Key advantages over the COOP + COEP model:

  • Per-document isolation. Each frame independently opts into isolation through its own response header. Embedded iframes do not need to support COEP.
  • Cross-origin popup communication. Documents with Document-Isolation-Policy open and communicate with cross-origin popups normally, preserving OAuth and payment flows.
  • No cascading requirements. Third-party ads, widgets, and iframes load without modification. Only the document requesting isolation needs the header.

The header implies Origin-Agent-Cluster. Isolated documents and non-isolated same-origin documents are placed in separate agent clusters, preventing synchronous DOM access between them. Cross-document communication remains available through postMessage.

The header uses Structured Fields syntax. The value is a token with an optional report-to parameter identifying a reporting endpoint for violation reports. The header only takes effect in secure contexts (HTTPS). Browsers lacking process isolation capabilities (such as WebView) grant logical isolation only, without access to the gated APIs.

The report-only variant, Document-Isolation-Policy-Report-Only, detects and reports violations without blocking resources, allowing gradual deployment testing.

Note

Document-Isolation-Policy is supported in Chromium-based browsers. Firefox and Safari have not published support signals.

Values

none

The default value. No isolation is applied. Cross- origin resources load without restriction, and the document does not receive crossOriginIsolation.

isolate-and-require-corp

Cross-origin subresources require explicit opt-in through CORS or Cross-Origin-Resource-Policy headers. Resources without the required headers are blocked. This provides the strictest isolation, matching the behavior of COEP: require-corp but scoped to the individual document.

isolate-and-credentialless

Cross-origin no-CORS requests are sent without credentials (cookies, HTTP authentication). Resources do not need CORS or CORP headers because credentialless requests cannot access personalized data.
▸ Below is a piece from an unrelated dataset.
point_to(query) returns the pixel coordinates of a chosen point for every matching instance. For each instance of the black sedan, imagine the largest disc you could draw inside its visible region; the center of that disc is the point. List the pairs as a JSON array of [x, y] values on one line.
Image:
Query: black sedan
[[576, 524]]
This is the easier deployment option, matching COEP: credentialless behavior.

Directives

report-to

The report-to parameter specifies the name of a reporting endpoint (configured via the Reporting-Endpoints header) receiving violation reports when subresource loads are blocked. Each report includes the blocked URL, resource destination, and disposition ("enforce").

Example

Enabling cross-origin isolation with credentialless mode. The document gains access to SharedArrayBuffer without requiring CORP headers on third-party resources.
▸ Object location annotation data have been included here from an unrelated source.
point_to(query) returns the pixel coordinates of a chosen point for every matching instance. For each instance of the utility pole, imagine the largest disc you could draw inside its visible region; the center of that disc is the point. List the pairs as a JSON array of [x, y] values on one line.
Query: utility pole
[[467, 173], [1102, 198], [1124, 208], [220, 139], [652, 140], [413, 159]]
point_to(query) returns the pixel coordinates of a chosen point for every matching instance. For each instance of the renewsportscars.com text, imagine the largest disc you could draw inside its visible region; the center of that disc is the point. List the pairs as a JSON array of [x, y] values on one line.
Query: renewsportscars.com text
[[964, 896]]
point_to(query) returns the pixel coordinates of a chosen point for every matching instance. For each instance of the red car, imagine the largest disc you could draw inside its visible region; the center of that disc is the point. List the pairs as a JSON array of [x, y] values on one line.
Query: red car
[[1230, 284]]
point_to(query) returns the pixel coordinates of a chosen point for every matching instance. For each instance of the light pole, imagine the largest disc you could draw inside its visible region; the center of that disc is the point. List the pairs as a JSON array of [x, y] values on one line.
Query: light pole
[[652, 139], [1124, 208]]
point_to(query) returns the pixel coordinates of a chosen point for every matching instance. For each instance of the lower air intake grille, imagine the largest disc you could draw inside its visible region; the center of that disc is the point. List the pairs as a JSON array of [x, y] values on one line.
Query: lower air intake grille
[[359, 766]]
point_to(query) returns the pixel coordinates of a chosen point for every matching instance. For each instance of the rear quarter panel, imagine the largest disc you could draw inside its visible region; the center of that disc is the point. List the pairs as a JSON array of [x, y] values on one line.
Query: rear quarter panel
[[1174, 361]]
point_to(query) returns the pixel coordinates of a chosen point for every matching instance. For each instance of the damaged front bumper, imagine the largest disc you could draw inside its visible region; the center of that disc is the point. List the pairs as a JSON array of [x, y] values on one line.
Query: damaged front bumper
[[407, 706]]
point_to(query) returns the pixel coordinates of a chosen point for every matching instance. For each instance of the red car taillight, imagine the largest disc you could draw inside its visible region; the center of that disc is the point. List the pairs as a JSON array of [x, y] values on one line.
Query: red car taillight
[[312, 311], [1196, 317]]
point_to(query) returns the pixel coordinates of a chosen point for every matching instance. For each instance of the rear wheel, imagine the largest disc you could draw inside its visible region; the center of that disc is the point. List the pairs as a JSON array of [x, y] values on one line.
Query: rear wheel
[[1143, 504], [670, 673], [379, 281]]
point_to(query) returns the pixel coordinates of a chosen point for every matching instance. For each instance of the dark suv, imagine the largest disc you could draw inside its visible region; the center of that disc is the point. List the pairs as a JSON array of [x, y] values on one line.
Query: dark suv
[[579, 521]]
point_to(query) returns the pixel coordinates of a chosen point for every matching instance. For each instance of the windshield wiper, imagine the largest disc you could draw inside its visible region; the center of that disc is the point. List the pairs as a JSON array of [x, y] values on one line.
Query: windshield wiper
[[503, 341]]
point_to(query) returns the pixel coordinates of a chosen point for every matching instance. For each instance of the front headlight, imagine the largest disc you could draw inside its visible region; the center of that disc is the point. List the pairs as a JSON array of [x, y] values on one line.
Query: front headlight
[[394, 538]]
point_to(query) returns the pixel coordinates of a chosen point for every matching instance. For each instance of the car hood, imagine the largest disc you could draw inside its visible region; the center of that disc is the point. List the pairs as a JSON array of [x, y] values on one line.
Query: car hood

Document-Isolation-Policy: isolate-and-credentialless

Strict isolation requiring CORP on all cross-origin subresources, with violation reporting.
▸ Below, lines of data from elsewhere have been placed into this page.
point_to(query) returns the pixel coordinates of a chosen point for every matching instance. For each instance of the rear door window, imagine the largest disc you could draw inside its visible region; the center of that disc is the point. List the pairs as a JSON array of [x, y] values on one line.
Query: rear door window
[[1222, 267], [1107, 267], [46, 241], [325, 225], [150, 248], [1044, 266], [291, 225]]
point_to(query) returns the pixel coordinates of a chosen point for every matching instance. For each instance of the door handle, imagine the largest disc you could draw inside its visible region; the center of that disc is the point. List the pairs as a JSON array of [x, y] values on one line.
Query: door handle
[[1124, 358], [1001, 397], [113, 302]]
Document-Isolation-Policy:
  isolate-and-require-corp; report-to="dip-reports"

A video conferencing application using SharedArrayBuffer for audio processing while maintaining popup-based OAuth flows.

HTTP/1.1 200 OK
Content-Type: text/html
Document-Isolation-Policy: isolate-and-credentialless
Reporting-Endpoints: dip="https://example.re/reports"

Takeaway

The Document-Isolation-Policy header enables crossOriginIsolation on a per-document basis by leveraging process isolation, bypassing the deployment complexity of COOP and COEP while preserving cross-origin popup communication and third-party embed compatibility.